Valuing the experience

The Documentary collection is a showcase of the wealth of experience acquired on various issues relating to the transition of territories and governance.It can be seen as a living, interactive and updated dictionary, which makes it possible to bring in content/knowledge, to link it to other subjects and to create new content.

As an aggregator and scheduler of the diversity and richness of available documentary resources, it visually and technically puts into practice the decompartmentalization. All the documents made available are indexed by the relational atlas. As a digital tool for semantic mapping, the relational atlas enables the actors, themes and means of action to be "pulled together".

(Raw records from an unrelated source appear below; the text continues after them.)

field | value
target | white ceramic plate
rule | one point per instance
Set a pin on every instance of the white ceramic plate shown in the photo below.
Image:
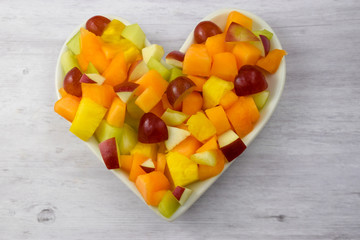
(275, 81)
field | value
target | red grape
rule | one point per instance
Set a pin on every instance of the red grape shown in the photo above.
(249, 81)
(204, 30)
(72, 83)
(178, 89)
(97, 24)
(152, 129)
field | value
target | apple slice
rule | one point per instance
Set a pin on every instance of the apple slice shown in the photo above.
(176, 136)
(148, 166)
(92, 78)
(173, 118)
(137, 70)
(231, 145)
(205, 158)
(125, 90)
(152, 129)
(154, 50)
(182, 194)
(168, 204)
(175, 58)
(238, 33)
(178, 89)
(110, 153)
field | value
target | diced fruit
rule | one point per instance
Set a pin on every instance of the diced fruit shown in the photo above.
(182, 194)
(168, 205)
(156, 65)
(116, 72)
(218, 118)
(87, 118)
(67, 107)
(206, 172)
(173, 118)
(214, 89)
(261, 98)
(176, 136)
(149, 184)
(161, 162)
(136, 169)
(152, 129)
(175, 58)
(272, 61)
(201, 127)
(128, 139)
(249, 81)
(246, 54)
(125, 90)
(197, 61)
(199, 82)
(153, 51)
(174, 73)
(228, 99)
(178, 89)
(209, 145)
(215, 44)
(110, 153)
(112, 32)
(242, 115)
(192, 103)
(97, 24)
(239, 18)
(183, 171)
(116, 114)
(231, 145)
(72, 83)
(126, 162)
(187, 147)
(148, 166)
(137, 70)
(134, 34)
(238, 33)
(92, 78)
(204, 30)
(105, 131)
(68, 61)
(205, 158)
(101, 94)
(74, 44)
(224, 66)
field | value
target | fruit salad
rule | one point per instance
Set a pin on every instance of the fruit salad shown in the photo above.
(167, 122)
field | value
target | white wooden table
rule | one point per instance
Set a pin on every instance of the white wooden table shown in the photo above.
(300, 179)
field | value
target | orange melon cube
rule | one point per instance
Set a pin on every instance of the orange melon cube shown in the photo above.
(116, 72)
(116, 114)
(219, 119)
(150, 184)
(67, 106)
(192, 103)
(215, 44)
(242, 115)
(224, 66)
(246, 54)
(239, 18)
(197, 61)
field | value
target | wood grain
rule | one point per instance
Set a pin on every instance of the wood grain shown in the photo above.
(300, 179)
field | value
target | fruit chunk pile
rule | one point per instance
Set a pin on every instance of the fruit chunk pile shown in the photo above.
(166, 123)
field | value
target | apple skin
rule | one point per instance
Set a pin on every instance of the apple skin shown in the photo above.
(152, 129)
(175, 58)
(178, 89)
(109, 153)
(238, 33)
(234, 149)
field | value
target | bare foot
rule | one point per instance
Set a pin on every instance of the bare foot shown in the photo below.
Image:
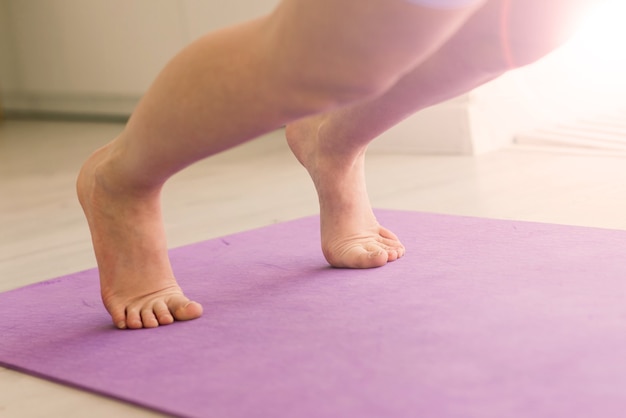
(136, 280)
(351, 235)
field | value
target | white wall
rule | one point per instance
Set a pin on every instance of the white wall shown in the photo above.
(99, 56)
(7, 70)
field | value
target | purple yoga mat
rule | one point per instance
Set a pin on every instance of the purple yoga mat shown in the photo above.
(481, 318)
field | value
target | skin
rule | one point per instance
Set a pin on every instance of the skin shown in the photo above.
(307, 66)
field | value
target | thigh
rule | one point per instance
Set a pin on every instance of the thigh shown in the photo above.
(355, 38)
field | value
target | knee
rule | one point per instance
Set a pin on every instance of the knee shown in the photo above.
(312, 91)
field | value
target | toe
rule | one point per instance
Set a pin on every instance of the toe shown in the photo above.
(148, 319)
(162, 313)
(133, 319)
(187, 311)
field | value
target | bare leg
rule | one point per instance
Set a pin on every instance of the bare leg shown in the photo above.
(332, 145)
(307, 57)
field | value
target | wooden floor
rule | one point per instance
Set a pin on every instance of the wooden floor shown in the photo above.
(43, 234)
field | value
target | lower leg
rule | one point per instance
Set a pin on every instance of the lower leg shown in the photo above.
(332, 145)
(224, 89)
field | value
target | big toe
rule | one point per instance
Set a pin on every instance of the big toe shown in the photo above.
(361, 257)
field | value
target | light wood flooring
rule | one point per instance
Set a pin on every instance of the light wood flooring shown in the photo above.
(43, 234)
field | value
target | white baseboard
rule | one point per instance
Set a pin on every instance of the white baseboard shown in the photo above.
(21, 103)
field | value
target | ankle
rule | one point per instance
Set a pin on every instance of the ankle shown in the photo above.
(111, 176)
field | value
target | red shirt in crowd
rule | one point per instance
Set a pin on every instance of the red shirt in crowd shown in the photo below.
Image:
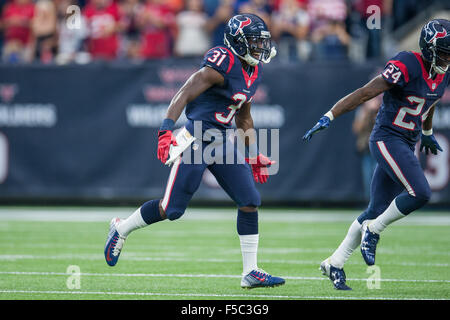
(103, 43)
(22, 14)
(157, 40)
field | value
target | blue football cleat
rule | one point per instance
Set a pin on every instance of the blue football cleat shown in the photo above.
(336, 275)
(259, 278)
(114, 243)
(369, 243)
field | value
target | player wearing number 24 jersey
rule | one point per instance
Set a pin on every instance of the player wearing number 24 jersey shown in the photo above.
(412, 84)
(220, 91)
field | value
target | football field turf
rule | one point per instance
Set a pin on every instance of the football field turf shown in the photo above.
(198, 256)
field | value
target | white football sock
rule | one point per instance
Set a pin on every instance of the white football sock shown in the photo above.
(390, 215)
(132, 223)
(249, 249)
(345, 249)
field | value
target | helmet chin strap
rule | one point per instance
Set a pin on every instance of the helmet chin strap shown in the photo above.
(434, 67)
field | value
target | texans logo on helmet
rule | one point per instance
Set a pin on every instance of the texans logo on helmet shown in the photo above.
(236, 24)
(432, 33)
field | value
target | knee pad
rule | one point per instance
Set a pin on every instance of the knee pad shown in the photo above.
(174, 214)
(252, 200)
(369, 214)
(407, 203)
(247, 222)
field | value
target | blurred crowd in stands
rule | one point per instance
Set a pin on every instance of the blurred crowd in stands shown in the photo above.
(81, 31)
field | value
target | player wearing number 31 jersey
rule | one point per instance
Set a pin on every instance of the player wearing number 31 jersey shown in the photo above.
(220, 91)
(412, 84)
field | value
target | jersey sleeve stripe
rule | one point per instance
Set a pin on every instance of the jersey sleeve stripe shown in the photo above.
(402, 68)
(231, 63)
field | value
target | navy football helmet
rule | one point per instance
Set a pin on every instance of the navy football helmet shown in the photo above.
(434, 42)
(249, 38)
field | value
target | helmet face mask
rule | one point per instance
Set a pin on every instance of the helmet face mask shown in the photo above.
(249, 38)
(442, 60)
(434, 42)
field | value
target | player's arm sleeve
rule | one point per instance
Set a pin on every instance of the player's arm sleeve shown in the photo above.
(396, 71)
(220, 59)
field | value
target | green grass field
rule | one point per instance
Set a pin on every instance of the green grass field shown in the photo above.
(198, 257)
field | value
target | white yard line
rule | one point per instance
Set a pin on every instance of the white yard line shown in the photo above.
(217, 214)
(140, 257)
(192, 295)
(174, 275)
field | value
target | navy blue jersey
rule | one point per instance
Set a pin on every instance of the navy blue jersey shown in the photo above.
(217, 106)
(406, 105)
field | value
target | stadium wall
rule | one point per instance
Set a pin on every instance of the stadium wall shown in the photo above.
(89, 133)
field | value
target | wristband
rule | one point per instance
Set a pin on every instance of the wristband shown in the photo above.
(252, 150)
(329, 114)
(167, 125)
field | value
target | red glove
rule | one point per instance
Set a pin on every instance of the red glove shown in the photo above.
(165, 139)
(259, 167)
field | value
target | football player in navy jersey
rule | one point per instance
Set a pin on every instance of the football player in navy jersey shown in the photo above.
(222, 89)
(412, 84)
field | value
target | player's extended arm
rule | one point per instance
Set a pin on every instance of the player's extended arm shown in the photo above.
(427, 140)
(200, 81)
(258, 162)
(348, 103)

The partnerships developed around the capitalization of experience make it possible to produce content that can enrich the entries in the atlas and thus the documentary collection.

Participating in the development of knowledge while being as far upstream as possible in its production, to facilitate its indexing and linkage to the atlas is a challenge for CITEGO.

Representing and managing territories differently; putting their actors in dialogue

The Relational Atlas and its free software are available to local actors to overcome compartmentalization, learn from international experience, facilitate exchange between public and private actors in a territory. To do this, the starting point is a shared issue, such as the development of local agri-food systems. We invite each actor to say what this issue is linked to for him or her and we compare these different points of view. Then we look at the links proposed by the relational atlas. They are certainly less abundant than those identified locally. By combining the two we can draw the "local map" of the links of local agri-food systems. Then we ask ourselves what we can learn from the experience of other territories and for this we look for experience records (including in this example distance learning) that deal with the different topics related to the issue of local agri-food systems, so as to feed the multi-actor reflection at the local level.

Citego does not have the human resources to directly support this type of dialogue between actors but is ready to technically train the facilitators of a territory to enable them to conduct this type of dialogue.

Ongoing Training

CITEGO is developing training mechanisms, including open and massive online conferences (CLOM/MOOC) with the aim of building learning communities and developing permanent collective learning capacities.

The transfer to the collective of the knowledge created by the processes of capitalization and of the "relations" between this knowledge and other works (relations made perceptible in the documentary collection by the relational atlas) is an essential stage in the mediation cycle, with a view to creating learning communities.